30 de marzo de 2020

Reflexión lunes 30 de marzo #Cuaresma #YoRezoEnCasa





Las lecturas de hoy ponen en paralelo la justicia del hombre frente a la justicia de Dios.
Cuando el hombre habla de justicia, lo hace desde la parcialidad del que juzga, basándose en indicios, testimonios, pruebas. E intentando llegar a una conclusión lo más acertada posible con lo que el juez tiene a su alcance. ¡Y es tan fácil llegar al error! ¡tantas veces las apariencias han inducido a sentencias equivocadas!

Y en los juicios particulares que hacemos en nuestro fuero interno, perdemos la objetividad, nos guiamos por los juicios públicos, por la fama, por lo que sabemos por las apariencias o por los rumores, por deseo de venganza. Incluso muchas veces juzgando con dureza actitudes que nosotros mismos compartimos. Estigmatizando al prójimo por lo que una vez hicieron (es un ladrón, es un adúltero, es un mentiroso) o incluso por su pertenencia a una raza, un país, una ciudad, un barrio, una familia... Y Dios vuelve a decirnos: el que esté libre de pecado, que tire la primera piedra.
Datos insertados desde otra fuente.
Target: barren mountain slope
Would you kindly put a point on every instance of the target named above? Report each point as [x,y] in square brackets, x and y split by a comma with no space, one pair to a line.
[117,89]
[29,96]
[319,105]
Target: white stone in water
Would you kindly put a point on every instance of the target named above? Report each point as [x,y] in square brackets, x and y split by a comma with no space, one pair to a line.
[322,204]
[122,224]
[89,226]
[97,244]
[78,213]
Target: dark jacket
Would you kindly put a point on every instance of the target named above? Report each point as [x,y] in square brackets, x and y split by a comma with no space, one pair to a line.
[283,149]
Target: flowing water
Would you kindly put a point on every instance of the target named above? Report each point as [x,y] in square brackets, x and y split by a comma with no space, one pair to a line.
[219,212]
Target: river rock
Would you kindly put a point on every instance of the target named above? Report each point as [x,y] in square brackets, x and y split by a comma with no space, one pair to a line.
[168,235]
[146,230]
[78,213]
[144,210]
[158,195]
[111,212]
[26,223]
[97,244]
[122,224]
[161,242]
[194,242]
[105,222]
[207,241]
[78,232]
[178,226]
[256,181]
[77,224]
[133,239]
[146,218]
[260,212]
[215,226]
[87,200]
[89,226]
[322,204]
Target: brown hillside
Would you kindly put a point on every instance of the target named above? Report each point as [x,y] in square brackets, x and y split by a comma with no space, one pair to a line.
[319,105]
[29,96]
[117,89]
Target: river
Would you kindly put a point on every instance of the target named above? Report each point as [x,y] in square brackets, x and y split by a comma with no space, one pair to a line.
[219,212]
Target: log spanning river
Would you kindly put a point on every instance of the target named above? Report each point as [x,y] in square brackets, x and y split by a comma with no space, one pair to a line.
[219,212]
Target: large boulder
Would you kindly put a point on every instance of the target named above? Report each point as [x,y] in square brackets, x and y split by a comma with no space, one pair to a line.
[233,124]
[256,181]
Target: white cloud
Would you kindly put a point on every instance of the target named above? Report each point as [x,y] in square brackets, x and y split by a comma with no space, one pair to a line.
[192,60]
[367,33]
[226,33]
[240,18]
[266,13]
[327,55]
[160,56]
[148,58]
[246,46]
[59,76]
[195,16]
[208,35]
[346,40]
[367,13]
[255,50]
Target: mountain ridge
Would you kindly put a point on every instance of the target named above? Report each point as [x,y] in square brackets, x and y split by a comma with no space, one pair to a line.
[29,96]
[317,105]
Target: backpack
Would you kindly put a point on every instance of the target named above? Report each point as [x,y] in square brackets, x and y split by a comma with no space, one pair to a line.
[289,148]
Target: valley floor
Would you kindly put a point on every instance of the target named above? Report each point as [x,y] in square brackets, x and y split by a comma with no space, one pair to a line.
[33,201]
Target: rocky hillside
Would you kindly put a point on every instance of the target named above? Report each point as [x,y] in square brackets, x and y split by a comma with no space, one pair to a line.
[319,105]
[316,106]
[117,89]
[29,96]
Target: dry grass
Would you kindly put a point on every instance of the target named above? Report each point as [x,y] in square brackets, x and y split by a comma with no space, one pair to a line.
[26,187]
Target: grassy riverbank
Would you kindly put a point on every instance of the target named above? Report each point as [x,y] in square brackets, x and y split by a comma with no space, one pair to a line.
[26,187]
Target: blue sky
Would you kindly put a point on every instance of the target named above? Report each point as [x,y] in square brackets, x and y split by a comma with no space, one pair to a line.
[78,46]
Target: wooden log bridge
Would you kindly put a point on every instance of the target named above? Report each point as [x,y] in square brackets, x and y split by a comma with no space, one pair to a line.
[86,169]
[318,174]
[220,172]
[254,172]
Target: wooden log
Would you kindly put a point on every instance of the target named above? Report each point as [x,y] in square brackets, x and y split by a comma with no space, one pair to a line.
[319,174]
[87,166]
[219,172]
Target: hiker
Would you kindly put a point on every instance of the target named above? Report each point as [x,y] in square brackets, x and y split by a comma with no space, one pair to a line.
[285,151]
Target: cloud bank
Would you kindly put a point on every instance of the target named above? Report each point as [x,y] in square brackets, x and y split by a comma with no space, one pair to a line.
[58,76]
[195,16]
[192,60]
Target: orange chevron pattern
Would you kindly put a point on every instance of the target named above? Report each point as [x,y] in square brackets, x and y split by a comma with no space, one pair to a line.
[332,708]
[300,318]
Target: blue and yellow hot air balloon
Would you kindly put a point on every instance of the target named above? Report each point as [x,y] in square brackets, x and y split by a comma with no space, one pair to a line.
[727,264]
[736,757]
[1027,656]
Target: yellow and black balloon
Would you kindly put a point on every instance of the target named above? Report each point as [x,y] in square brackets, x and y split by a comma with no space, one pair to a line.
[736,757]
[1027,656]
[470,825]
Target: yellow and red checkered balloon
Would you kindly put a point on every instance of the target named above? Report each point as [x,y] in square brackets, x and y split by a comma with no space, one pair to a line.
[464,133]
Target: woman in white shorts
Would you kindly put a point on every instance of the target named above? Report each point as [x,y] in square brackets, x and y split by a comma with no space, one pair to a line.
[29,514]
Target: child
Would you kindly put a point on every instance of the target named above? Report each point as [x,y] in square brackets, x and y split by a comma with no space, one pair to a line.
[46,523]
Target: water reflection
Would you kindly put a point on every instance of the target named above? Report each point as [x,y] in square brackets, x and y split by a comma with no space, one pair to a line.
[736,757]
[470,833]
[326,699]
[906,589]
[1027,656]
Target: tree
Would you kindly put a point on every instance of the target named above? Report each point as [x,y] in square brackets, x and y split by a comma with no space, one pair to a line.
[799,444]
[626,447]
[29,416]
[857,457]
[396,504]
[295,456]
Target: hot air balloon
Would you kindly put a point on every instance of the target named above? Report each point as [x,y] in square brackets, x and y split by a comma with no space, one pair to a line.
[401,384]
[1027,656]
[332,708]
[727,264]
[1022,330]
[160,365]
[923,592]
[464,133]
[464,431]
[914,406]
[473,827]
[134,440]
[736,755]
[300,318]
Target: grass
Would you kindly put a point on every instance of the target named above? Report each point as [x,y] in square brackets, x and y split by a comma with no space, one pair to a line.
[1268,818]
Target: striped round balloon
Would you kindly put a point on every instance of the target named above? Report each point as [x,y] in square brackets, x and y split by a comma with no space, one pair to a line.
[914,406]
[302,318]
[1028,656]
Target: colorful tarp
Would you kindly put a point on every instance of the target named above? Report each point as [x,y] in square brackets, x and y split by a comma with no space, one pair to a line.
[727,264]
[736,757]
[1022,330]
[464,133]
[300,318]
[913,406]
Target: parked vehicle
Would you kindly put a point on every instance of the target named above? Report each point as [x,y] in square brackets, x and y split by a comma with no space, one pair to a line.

"La justicia de Dios es la de dar a cada uno lo que necesita, no lo que merece."

¿Qué pasaría si Dios usará la misma dureza, el mismo rigor cuando nos juzgue a nosotros? ¿quién podría salir absuelto de toda culpa? ¿cómo vivir toda la vida sabiéndonos condenados por Dios?

Pero la justicia de Dios es la de dar a cada uno lo que necesita, no lo que merece; es la que, antes de juzgar, se pone en el lugar del otro, basándose en lo que somos, no sólo en lo que hacemos, porque para Dios no nos define nuestro pecado, sino que constantemente se fía de nosotros y nos da la oportunidad de empezar desde cero. La justicia que nace de su corazón de Padre amoroso, deseoso de reconciliarse con el hijo huido, anhelante por tener junto a Él a los que se alejaron.

Estamos afrontando los últimos días de esta Cuaresma, un Cuaresma particularmente intensa, con especiales oportunidades para el silencio y la reflexión. Aprovechemos esta situación para hacer intenso y profundo examen de conciencia, postrándonos ante el Señor siendo nosotros nuestros propios acusadores, diciendo con sinceridad a Dios: aquí estoy Señor, te he dado la espalda, he traicionado tu Amor, aquí estoy con mi pecado ¿tú que dices? Y sentir cómo Dios nos tiende la mano, como a la mujer adúltera, para, en cuanto podamos acudir a la confesión sacramental, poder  decirnos por medio del confesor: tampoco yo te condeno. Anda, y en adelante no peques más.